The Great Physician

Operating Room

This is a reflection on the Mass readings of the day.


In today’s first reading, God is not reproving His people for their sins, as He sometimes does. Rather, He is offering them hope as He calls them to conversion–hope for full restoration.

And it will come to light that this hope has a name: It is Jesus Christ. Jesus, the great Physician whom we see in today’s gospel.

It is beautiful to abandon our sins wholly, over and over again, in the sacrament of confession, thus exposing our wounds to this great Physician and allowing Him to do the work that He came to do.

Of course, the placement of these readings in Lent is no accident–it is the season of conversion.

It is interesting to reflect that, in addition to our sins, we have our simple human weaknesses. Maybe we struggle with attention span. Perhaps we don’t have as much energy for the day as we would like, or the kind of mental abilities we would like for planning and analyzing. These weaknesses can discourage us sometimes as much as our sins. People can be cruel by forming judgements of us only based on our weaknesses.

Jesus didn’t come to make us different from what we are; He didn’t come to make us good at everything. But what He does promise is that He loves us as we are, as His Father has created us. He loves us with our strengths, and with our weaknesses.

And we know that this love transforms us to participate in the divine nature itself, without taking away the particularities of our human nature, or of our own individual nature.

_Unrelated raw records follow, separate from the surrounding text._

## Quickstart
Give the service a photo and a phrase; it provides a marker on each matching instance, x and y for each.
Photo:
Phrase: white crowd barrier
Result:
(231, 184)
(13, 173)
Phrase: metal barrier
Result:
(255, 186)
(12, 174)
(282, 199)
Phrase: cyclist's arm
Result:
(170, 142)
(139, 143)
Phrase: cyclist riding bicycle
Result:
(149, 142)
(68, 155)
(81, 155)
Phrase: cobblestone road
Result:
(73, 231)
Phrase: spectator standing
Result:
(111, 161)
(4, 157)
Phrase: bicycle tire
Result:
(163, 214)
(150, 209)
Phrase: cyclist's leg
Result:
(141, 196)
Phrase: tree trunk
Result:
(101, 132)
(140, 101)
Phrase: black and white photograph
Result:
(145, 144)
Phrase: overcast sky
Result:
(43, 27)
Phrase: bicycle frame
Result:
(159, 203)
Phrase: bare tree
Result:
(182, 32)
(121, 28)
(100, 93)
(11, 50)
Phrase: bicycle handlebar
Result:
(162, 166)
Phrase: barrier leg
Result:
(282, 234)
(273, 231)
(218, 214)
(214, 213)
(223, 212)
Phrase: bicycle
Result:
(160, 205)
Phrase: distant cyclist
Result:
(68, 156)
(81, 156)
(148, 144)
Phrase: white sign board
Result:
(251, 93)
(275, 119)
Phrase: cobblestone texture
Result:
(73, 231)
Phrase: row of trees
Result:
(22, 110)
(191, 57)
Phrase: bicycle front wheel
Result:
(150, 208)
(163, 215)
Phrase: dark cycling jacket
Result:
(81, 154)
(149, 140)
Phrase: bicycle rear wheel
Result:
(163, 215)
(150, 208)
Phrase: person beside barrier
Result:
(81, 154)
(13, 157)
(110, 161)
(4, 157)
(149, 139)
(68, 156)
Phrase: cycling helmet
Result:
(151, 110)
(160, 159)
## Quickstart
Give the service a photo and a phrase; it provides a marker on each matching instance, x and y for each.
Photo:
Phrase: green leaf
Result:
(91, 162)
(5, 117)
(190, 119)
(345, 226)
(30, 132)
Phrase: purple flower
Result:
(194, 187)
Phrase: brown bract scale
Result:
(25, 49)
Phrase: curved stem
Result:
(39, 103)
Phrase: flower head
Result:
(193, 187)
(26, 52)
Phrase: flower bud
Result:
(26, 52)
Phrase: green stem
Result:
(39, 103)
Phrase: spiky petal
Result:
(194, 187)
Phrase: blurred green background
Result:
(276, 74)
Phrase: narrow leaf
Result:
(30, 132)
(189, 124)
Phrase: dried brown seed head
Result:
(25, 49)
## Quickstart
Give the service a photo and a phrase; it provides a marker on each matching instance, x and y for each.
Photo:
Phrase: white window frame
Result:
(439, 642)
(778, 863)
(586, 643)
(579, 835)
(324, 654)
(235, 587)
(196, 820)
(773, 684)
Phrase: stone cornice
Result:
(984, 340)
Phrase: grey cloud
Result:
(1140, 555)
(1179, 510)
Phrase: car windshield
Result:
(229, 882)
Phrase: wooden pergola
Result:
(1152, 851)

In the act of loving us, Jesus makes our strengths twice as valuable, and our weaknesses unimportant, as frustrating as they may sometimes be. His love itself transforms the value that we bring to the welfare of others into something beyond measure.

Ideas for conversation with the Lord: Consider the weaknesses that most frustrate you. Tell Jesus that you give them to Him, and ask Him to make your life valuable for His Kingdom in spite of them–with full trust and confidence that He will do so, beyond your imaginings. Then, ask Him forgiveness for the ways you neglect and offend Him in sin, and trust there too that the great Physician heals you.